Research & Output

I consider myself a descriptive grammarian who wants to understand his data, and a computational linguist who loves puzzle solving. To that end, I use a mix of theoretical and computational tools to understand different areas of morphophonology. I have worked on different areas of morphophonology, including:

  • The morphophonology of Armenian
  • Computational morphophonology of…
    • Reduplication
    • Templatic Morphology (Arabic)
  • Acoustic documentation of phonological prominence

You can find out more below. For my dissertation, I am working on the computational morphophonology of Armenian under the supervision of Dr. Jeff Heinz and Dr. Christina Bethin. Armenian is understudied but has morphophonological processes that are sensitive to multiple linguistic factors. I discover these factors in my thesis and I work out how computationally powerful morphophonology needs to be.

Morphophonology of Armenian

Armenian is an understudied Indo-European language with an odd mix of typological properties. I focus on the various ways morphology and phonology interact within the word. I mostly focus on stress and stress-based phonological processes in Eastern and Western Armenian, with some excursions into neighboring endangered dialects.

Over the years, I have gathered data and developed theoretical models to capture:

  1. vowel reduction within sublexical prosodic constituents
  2. vowel reduction in cyclic word-formation and derivation
  3. vowel reduction and subregularities in syllable structure
  4. bracketing paradoxes in compounds
  5. phonologically and syntactically conditioned affix mobility (with Nikita Bezrukov)

To learn more these points, check out:

Computational morphophonology

Language is a pattern, and patterns must be computable. But, different patterns need different power.

Computational morphophonology of reduplication

Reduplication is a typologically common yet computational difficult process to model. Under the supervision of Dr. Jeffrey Heinz, I have explored the use of uncommonly used finite-state technology (2-way finite-state transducers) in handling the high computational complexity of reduplication. Using 2-way FSTs, we have:

  1. looked at its ability to generate the typology of reduplication
  2. discovered subclasses of 2-way FSTs that match the linguistic typology
  3. determined the learnability of these subclasses.
  4. shown how they are an insightful computational model of reduplication
  5. developed the RedTyp database on reduplication using 2-way FSTs

RedTyp can be accessed on our GitHub. To learn more about these points, check out:

Computational morphophonology of templatic morphology

I’ve recently looked at the computational power needed to model templatic morphology or root-and-pattern morphology in Semitic. In a pilot study with Jonathan Rawski on Arabic, we are discovering how the subregular hierarchy for single-tape finite-state transducers can be extended to multi-tape transducers.

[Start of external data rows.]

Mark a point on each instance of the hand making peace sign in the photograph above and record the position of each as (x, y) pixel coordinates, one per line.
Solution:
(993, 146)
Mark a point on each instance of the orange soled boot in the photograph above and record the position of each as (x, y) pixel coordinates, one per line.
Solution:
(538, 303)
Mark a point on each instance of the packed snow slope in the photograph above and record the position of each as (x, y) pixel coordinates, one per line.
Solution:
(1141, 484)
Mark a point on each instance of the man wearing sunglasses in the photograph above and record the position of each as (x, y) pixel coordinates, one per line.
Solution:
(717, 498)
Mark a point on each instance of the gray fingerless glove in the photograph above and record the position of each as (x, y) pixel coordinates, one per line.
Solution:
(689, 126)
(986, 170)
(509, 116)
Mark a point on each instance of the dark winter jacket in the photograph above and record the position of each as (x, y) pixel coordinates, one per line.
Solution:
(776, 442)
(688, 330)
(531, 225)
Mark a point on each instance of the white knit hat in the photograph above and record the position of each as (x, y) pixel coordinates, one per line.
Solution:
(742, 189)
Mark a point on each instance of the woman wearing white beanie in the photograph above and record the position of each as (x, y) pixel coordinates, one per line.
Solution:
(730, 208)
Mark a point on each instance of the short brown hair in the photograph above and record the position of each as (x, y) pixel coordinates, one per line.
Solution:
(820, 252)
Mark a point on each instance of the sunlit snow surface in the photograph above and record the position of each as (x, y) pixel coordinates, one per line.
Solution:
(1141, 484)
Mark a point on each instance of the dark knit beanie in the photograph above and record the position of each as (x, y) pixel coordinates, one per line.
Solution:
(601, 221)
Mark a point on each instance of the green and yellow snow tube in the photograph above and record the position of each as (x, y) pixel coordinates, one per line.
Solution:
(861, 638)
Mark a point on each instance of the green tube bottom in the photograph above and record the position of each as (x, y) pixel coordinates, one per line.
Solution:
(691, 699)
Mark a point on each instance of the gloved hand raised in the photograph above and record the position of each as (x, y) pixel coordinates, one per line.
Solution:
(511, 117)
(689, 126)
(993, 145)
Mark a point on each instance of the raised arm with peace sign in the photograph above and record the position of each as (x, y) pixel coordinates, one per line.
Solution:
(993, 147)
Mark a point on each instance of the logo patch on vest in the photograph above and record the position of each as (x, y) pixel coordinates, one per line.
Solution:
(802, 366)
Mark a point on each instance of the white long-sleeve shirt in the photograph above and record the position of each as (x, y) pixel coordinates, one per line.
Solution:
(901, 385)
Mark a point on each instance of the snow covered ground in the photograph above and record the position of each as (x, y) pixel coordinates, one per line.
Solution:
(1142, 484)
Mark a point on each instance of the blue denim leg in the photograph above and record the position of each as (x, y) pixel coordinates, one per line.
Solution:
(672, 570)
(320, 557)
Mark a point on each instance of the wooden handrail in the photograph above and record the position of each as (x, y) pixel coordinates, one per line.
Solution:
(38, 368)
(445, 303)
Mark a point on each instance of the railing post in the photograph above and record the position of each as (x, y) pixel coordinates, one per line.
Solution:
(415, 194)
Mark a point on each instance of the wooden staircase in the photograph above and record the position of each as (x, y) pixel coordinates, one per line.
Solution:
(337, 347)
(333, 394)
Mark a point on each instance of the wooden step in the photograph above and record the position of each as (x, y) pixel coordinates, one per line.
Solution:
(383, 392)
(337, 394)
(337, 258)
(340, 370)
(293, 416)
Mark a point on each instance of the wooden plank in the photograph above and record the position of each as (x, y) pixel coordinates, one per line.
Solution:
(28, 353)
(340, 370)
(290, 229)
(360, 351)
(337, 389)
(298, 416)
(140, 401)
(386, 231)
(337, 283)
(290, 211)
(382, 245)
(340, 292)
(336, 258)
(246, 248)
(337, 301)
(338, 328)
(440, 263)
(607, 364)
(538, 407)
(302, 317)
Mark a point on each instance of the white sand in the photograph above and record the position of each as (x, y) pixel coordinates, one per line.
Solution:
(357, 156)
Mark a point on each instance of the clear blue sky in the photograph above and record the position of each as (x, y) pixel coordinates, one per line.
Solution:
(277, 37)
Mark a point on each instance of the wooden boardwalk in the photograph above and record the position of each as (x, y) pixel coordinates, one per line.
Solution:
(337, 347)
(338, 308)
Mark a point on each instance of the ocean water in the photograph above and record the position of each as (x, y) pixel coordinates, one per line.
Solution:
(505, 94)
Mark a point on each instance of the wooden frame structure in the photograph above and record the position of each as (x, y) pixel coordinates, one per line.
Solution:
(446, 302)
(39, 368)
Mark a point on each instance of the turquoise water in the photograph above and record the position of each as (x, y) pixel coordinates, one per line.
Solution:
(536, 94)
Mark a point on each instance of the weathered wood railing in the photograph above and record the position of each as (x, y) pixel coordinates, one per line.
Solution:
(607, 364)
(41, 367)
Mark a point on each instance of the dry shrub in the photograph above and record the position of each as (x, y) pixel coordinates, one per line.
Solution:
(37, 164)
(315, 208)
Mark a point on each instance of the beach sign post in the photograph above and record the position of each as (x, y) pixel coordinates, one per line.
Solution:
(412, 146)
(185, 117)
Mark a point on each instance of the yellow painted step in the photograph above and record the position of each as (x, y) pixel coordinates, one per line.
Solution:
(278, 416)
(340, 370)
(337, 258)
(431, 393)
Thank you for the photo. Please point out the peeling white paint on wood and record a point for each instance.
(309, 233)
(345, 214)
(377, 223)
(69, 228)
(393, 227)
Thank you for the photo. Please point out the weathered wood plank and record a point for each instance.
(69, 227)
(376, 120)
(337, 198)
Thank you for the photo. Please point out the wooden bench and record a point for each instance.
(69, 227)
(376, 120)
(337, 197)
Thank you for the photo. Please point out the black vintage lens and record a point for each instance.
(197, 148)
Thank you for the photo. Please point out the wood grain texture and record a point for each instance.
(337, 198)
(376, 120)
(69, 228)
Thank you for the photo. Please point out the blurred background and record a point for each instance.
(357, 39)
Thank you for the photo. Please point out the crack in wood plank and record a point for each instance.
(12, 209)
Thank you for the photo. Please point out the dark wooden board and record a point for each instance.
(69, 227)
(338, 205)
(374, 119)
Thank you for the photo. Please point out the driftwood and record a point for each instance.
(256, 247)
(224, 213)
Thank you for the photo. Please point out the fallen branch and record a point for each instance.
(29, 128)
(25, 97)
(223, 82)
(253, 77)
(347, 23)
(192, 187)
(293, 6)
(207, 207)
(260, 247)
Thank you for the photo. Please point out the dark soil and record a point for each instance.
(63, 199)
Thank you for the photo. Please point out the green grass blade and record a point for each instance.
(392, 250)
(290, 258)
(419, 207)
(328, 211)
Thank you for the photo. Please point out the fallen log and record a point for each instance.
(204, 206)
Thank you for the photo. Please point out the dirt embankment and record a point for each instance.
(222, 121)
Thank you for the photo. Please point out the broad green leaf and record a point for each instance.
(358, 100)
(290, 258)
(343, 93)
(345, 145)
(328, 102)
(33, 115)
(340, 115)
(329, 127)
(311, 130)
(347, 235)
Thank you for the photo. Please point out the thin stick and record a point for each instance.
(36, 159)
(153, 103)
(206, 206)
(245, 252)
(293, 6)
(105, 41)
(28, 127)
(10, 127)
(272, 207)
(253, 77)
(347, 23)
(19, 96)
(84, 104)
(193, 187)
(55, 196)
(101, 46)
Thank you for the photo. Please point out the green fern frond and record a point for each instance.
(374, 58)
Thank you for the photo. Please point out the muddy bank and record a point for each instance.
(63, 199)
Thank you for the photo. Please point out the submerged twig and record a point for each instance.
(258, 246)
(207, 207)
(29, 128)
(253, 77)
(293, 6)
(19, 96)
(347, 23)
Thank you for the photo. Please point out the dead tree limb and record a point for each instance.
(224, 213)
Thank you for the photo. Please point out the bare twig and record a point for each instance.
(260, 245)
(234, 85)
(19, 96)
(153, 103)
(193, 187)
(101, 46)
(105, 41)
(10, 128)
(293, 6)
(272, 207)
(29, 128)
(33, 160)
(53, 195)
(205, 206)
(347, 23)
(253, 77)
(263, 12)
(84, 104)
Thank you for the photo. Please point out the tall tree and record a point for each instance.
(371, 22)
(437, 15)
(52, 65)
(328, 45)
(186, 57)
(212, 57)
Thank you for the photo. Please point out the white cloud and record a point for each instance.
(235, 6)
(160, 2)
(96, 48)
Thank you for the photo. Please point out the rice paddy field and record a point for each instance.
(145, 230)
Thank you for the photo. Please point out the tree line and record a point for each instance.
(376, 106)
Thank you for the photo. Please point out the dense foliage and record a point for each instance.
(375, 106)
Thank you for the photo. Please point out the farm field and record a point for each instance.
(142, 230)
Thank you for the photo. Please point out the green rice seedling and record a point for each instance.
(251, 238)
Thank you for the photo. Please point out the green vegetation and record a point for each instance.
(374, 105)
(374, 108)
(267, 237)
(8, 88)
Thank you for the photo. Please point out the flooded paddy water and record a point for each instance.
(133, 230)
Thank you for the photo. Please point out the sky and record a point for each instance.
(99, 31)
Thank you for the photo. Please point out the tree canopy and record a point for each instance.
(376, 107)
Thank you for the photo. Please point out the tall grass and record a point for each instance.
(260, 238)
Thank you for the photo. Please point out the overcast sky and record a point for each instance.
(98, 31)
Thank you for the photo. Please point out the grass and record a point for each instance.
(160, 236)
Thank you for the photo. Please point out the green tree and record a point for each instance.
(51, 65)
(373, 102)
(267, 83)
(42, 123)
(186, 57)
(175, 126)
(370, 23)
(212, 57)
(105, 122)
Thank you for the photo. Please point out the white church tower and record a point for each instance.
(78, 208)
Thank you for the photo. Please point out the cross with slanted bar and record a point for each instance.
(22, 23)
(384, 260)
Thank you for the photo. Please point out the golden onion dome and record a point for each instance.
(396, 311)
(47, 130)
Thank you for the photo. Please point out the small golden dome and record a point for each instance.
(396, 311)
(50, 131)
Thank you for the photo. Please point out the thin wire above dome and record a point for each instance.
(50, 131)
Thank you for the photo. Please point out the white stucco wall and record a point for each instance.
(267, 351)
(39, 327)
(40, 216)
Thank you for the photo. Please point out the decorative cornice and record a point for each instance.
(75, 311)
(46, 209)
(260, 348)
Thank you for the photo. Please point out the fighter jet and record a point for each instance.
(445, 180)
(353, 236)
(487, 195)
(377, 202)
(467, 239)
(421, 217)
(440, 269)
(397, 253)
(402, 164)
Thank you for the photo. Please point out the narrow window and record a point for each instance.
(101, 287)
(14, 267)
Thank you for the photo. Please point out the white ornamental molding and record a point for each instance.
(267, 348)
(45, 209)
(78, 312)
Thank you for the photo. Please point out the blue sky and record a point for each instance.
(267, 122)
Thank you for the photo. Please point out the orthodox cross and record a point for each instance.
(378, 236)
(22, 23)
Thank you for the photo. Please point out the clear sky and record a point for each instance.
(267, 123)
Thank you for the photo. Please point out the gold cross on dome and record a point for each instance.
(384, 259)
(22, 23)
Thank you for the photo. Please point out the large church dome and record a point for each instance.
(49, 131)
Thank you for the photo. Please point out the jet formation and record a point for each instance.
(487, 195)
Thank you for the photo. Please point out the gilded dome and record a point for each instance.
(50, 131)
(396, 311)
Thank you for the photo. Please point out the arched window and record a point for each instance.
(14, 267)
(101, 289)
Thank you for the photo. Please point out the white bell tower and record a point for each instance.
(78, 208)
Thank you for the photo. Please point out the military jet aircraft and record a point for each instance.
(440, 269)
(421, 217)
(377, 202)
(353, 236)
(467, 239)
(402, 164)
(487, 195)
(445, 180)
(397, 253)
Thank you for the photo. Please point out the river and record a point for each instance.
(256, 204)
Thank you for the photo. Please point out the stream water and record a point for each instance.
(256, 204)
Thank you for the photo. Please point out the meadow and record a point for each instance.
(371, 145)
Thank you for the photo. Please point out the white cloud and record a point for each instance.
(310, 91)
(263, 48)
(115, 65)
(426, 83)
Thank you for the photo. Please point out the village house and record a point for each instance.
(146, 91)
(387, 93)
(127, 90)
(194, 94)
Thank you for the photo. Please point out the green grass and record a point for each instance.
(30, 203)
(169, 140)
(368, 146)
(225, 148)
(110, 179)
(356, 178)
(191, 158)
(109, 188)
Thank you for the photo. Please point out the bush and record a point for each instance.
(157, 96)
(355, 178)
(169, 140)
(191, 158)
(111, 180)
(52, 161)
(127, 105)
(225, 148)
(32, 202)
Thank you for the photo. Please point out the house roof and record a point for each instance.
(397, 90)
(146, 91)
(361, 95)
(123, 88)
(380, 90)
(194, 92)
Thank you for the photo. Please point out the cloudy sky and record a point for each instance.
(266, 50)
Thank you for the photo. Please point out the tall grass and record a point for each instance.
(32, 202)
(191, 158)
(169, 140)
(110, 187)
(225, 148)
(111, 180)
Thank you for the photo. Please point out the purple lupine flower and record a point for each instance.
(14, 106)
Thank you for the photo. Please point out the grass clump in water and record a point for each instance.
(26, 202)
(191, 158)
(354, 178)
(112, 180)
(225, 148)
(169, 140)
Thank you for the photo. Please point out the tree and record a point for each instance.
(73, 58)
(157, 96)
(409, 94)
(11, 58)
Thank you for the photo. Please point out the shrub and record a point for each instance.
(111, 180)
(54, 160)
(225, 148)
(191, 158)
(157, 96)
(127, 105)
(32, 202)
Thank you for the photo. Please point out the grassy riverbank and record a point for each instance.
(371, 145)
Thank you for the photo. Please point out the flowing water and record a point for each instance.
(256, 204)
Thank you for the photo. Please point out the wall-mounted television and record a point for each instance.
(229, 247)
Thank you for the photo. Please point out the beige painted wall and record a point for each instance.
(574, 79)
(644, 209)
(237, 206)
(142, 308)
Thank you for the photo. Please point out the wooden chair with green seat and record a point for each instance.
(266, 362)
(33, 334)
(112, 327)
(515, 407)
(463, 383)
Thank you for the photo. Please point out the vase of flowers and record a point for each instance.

Acoustic documentation of phonological prominence

As a (long-distance) member of Dr. Irene Vogel‘s Prosodic Typologies lab, I have helped the lab carry out a cross-linguistic acoustic documentation of phonological prominence. Because of methodological difficulties in making comparative analyses of acoustic work on stress, the lab’s goal is to use systematically use the same rigorous experimentation methodology in documenting the word-level and sentence-level prominence of both well-studied and under-studied languages.

Under the supervision of Dr. Vogel, I have carried out an acoustic documentation of prominence in Armenian. The results were included in our Interspeech 2017 proceeding.

I am currently working on expanding the project to include Uzbek and a couple of other languages.